The change does not mean CMS will pay for more procedures in the ASC and surgeries still need to appear on the ASC payable list before acheiving CMS reimbursement.
Two spine surgeons told Becker's Spine Review what the change could mean for spine surgery in ASCs.
Note: Responses were edited for style and clarity.
Brian Gantwerker, MD. Craniospinal Center of Los Angeles: [I believe] more fusions will be moved to the ASC, and more ASCs will apply for extended stay status. The ASC will function as a mini-hospital in some ways, probably keeping patients up to 48 hours. Hospitals and venture capital firms will become even more involved in setting up and running ASCs.
The major downside will be some surgeons softening indications to do surgeries in their ASCs.

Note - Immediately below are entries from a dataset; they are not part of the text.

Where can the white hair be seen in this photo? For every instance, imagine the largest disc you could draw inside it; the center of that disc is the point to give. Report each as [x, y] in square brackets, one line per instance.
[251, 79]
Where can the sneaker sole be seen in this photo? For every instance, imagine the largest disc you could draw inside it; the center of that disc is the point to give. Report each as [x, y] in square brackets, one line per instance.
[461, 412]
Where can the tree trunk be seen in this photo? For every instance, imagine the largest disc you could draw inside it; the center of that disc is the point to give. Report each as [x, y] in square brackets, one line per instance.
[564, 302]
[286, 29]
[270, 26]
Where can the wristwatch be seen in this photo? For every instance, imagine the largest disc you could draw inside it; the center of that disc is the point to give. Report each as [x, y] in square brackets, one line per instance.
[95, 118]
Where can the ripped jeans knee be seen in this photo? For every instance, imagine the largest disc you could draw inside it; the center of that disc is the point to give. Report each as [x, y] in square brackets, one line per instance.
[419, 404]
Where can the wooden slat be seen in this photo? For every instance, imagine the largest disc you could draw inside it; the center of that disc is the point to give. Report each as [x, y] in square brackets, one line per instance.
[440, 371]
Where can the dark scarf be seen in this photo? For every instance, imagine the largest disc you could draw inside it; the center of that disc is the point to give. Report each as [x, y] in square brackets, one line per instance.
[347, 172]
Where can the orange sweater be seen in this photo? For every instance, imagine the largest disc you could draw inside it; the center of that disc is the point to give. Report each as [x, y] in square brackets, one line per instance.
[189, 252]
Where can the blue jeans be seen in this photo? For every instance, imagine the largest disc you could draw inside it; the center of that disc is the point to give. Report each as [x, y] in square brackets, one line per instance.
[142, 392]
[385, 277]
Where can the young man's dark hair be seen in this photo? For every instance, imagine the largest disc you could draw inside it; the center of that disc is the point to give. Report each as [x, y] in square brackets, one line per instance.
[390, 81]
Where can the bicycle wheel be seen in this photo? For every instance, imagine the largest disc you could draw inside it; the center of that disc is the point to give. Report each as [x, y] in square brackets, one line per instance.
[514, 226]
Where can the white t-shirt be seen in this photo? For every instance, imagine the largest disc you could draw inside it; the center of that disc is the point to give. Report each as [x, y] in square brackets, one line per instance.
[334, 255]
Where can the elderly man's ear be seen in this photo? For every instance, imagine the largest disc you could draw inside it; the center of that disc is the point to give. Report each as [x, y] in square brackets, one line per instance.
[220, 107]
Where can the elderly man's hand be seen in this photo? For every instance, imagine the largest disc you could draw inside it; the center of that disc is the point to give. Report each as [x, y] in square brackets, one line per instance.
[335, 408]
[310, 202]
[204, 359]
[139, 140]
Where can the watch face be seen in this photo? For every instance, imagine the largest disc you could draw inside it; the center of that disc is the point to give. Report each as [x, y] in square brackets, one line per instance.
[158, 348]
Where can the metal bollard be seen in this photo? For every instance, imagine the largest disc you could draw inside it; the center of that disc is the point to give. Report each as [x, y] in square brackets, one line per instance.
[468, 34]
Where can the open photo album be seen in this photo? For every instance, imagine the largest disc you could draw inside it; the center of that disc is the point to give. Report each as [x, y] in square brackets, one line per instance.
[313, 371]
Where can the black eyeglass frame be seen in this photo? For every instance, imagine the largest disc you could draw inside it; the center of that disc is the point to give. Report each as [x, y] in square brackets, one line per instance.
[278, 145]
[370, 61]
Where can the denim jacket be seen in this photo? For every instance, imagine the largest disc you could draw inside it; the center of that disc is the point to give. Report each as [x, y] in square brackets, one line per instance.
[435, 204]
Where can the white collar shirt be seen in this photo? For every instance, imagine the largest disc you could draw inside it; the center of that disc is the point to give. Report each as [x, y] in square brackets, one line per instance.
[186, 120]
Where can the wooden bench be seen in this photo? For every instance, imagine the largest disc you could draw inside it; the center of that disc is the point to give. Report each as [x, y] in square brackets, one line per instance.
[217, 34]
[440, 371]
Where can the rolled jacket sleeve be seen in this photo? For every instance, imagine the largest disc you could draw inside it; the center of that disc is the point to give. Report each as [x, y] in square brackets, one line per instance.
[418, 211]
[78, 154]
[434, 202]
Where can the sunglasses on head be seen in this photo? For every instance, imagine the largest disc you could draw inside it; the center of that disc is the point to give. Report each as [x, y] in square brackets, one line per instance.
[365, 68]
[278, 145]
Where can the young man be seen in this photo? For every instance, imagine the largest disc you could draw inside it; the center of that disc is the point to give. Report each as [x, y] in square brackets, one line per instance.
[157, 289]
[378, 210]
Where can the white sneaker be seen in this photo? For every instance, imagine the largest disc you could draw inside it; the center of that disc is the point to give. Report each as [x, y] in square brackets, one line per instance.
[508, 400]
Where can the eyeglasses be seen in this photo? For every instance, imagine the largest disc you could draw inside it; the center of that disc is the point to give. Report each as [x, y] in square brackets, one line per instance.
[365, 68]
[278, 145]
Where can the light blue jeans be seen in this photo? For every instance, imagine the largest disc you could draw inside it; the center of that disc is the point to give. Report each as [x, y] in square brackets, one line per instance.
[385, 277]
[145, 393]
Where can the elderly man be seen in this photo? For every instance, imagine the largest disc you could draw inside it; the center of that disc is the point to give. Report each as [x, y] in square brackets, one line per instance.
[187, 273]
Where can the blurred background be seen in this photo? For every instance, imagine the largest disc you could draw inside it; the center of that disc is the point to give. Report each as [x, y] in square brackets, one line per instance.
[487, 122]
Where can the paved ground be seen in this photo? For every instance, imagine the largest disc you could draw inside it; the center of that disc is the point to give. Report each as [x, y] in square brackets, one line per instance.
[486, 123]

Some surgeons have ownerships in their ASCs, and the opportunity to do more cases will invariably tempt some surgeons to bring higher acuity and higher risk patients, perhaps inappropriately, to the ASC. Patient complication rates may go up and not improve quality of care. This may offset any savings by moving the inpatient codes to outpatient only.
Issada Thongtrangan, MD. Microspine-PLC (Scottsdale, Ariz.): I have been doing spine surgery over the past several years, and my staff and I are very familiar with the setting.

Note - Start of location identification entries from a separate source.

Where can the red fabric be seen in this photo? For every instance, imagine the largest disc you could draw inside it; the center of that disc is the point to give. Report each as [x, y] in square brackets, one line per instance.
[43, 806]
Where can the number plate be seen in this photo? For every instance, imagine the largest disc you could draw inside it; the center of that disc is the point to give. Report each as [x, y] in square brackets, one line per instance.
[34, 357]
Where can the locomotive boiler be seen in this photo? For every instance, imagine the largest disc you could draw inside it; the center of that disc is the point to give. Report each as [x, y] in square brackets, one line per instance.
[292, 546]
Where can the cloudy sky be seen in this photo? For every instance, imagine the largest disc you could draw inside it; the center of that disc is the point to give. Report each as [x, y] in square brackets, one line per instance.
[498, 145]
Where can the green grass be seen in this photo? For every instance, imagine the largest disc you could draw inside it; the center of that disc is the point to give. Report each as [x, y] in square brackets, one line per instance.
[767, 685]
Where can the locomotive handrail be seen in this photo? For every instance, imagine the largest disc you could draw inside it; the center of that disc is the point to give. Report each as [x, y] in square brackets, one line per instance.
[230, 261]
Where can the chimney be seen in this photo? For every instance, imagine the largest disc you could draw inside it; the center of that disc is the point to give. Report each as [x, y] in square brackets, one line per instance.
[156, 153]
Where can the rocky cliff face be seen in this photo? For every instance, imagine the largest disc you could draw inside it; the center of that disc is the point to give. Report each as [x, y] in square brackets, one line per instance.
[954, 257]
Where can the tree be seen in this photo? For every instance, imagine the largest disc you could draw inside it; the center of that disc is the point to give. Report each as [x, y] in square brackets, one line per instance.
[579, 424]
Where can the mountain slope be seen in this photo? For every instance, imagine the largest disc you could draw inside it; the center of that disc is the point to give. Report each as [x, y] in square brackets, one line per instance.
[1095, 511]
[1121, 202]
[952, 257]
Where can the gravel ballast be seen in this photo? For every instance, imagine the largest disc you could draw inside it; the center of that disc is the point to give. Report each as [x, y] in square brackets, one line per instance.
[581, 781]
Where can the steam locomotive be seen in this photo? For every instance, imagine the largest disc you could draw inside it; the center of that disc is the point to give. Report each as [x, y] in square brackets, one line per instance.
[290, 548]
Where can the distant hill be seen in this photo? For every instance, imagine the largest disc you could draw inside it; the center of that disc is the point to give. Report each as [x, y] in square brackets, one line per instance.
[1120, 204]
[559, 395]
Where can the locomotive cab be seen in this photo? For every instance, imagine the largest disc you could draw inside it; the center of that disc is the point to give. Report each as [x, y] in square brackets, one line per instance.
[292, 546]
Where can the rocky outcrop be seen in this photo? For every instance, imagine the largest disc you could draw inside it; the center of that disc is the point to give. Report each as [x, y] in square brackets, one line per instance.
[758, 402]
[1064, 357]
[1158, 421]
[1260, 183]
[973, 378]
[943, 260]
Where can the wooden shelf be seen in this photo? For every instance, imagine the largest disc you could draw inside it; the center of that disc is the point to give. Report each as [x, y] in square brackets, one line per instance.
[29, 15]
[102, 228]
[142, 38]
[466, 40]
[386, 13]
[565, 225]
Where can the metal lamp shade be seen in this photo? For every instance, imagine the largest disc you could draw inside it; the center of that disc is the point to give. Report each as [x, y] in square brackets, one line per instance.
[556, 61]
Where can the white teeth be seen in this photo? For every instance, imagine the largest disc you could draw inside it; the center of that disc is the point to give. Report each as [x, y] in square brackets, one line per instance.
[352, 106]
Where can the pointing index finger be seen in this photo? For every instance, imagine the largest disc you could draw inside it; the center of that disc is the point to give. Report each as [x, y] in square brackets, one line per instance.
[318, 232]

Here is how I prepare myself and my practice:
1. The surgeons have to be comfortable performing outpatient surgery. Everyone has different skill sets and comfort zones.

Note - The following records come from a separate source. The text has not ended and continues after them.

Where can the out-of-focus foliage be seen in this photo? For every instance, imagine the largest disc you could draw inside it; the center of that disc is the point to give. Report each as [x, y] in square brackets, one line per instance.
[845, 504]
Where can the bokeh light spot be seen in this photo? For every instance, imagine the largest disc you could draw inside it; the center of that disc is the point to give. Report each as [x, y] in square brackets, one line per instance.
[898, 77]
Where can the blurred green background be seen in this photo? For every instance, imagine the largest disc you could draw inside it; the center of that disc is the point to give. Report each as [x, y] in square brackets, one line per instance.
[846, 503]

2. Patient selection is a key in successful outpatient surgery. Unhealthy patients or the patients with several comorbidities are not suitable in an outpatient setting.
3. Staff in ASCs have to adapt and change their mindset. Postoperative pain control with fewer narcotics is the key. There is no more giving lots of narcotics pain medications and sending them to the floor. The enhanced recovery after surgery pathway is very helpful.
4. The facility must have all the same instruments as if the surgery was done in the hospital including the sterilization department. The ASC, surgeons and vendors have to work as a team so we have efficient turnover time and to sterilize instruments if we are doing several cases in a day. Another issue is the implant costs and necessary expenses as the reimbursement in the ASC is much lower than the hospital. We want to have quality products at a reasonable price.
5. We need to educate the patients and their family on troubling post-operative troubling signs and symptoms because they are essentially acting as a nurse for their loved ones after the surgery.
My staff and I are routinely calling patients and their family immediately after surgery to make sure everything is okay, especially in the first 24 hours after surgery. We also continue to contact them on a daily basis to check and make sure they are progressing in the right direction and answering their questions and concerns.